CouncilwomanTanya Tager establishes a new position-City Administrator. Tager nominates Joan Bell to the position. There was a 5-0 vote to adopt and appoint Bell. While the mood was generally happy, some grumbling could be heard among the city employees. Bells’ position is effective first of next month.

The City Attorney Camden Hadley, who was next to speak, talked about Ordinances and Resolutions. He brings up a parking resolution for across from the high school. Students park there so they don’t have to park in school parking lots. Drug dealing is a possibility in their new “parking spots.” Police want to break this nuisance up. There was no vote, it was only a first reading. Tager opposed to “spot zoning” but nearby businesses were in support of the plan.

Next year’s budget was reviewed, as brought to the table by City Administrator. The staff recommends a $2.1 million budget, as opposed to last years $2.4 million. There will be pay raises of 4%, and for the police department, a pay raise of 5%. Because of the change in budget, the Police Department will no longer be providing officers as walking patrol at the cities Little League games. Instead, Chief Wanamaker said the department will be providing game announcers with a two-way radio incase police assistance is needed.

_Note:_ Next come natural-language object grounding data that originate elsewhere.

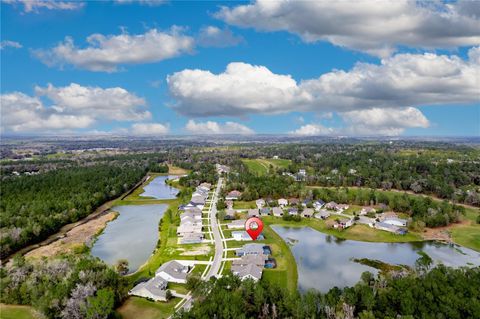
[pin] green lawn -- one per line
(139, 308)
(261, 166)
(18, 312)
(467, 234)
(256, 167)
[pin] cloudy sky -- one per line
(154, 67)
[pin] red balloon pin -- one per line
(254, 227)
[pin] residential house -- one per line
(155, 289)
(237, 224)
(367, 210)
(390, 228)
(341, 207)
(244, 236)
(252, 249)
(277, 212)
(253, 212)
(395, 221)
(188, 229)
(249, 271)
(282, 202)
(260, 203)
(293, 211)
(191, 238)
(331, 205)
(230, 214)
(323, 214)
(344, 223)
(293, 201)
(318, 204)
(173, 271)
(307, 212)
(233, 195)
(265, 211)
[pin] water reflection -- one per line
(324, 261)
(158, 189)
(132, 236)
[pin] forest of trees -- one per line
(34, 207)
(424, 210)
(439, 293)
(67, 287)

Finally comes a complaint from Tim and Suzan Conley, from 347 North L St. They are being charged $360 per year for waste and water bills, because the way their home is set up with three studio type apartments along the alley. They are entitled to 12 garbage cans, but only use three each week. However, they are still being charged for all 12 cans. They feel as though there should be exceptions and provisions for people like them. Higdon however says that there are people just like them, in the same predicament, and it would be too many people to keep track of. There was a 3-2 vote to send back to staff for better recommendation. We tried contacted Mr. Conley, but there was no answer.